Tripleequals

Blog

Tales of the monorepo: migrating existing projects to the Lerna-driven monorepo with Yarn workspaces

Recently I volunteered in the challenge of migrating multiple full-blown commercial frontend projects into a single repository. Sit back and hear the story about trials and errors, after which I can admit that I have been able to face it.

Motivation

The frontend ecosystem in my company grows really fast. Even though we are all trying to keep an eye on everything going on around, it is quite tricky to discover the existing codebase pieces that - after minor adjustments - can be easily reused across multiple projects. We often end up having two or three components doing exactly the same with different implementation under the hood, which means that the area for potential bugs is bigger, and we need to maintain twice/three times as much as we could with proper architecture that raises the awareness about existing modules.

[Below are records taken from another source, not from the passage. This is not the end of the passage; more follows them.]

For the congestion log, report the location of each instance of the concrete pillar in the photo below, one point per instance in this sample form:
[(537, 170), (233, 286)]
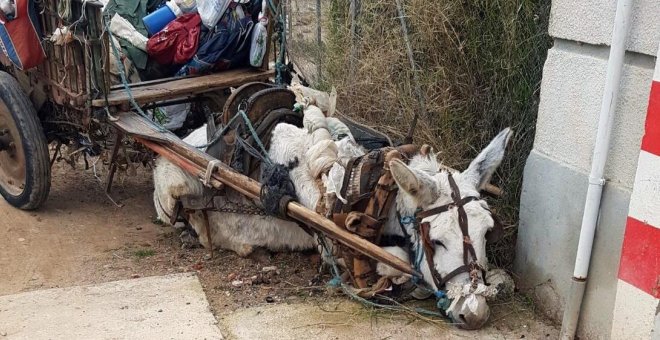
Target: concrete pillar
[(638, 289)]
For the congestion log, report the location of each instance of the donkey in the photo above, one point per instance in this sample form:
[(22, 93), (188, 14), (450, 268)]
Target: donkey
[(423, 185)]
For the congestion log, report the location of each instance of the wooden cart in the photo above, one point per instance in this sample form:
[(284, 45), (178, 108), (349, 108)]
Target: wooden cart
[(68, 99)]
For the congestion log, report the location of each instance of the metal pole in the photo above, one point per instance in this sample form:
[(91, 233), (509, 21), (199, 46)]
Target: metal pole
[(596, 180)]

Splitting different business subdomains relying on the same technological stack (JS + React) into separate modules makes perfect sense. Even with code splitting and other modern optimization techniques, there is no point in creating one huge monolith. Projects must be independent and keeping them separate makes their build process easier to customize and avoids tight coupling with a specific set of dependencies that may not necessarily be used by each of them. Some of the code we craft, however, should have the ability to be easily plugged into other projects - shared atomic components (to be consistent with styling guidelines), code style plugin configs, or even whole screens that - despite displaying different data - are present in multiple software packages.

While we all admit that projects have to be independent in general, it is also natural to agree that in order to follow the DRY principle and reduce the amount of duplicated code, some pieces should be reused. Placing multiple JS-based projects and their common dependencies in separate repositories without an automated process that links them together and keeps them up-to-date kills reusability.

sharing-dependencies-multiple-repos

The major bottlenecks in the above flowchart representing the current feature development process are indicated by asterisks. Some of the steps also require some manual overhead that involves context (repository) switching that reduces development efficiency even more.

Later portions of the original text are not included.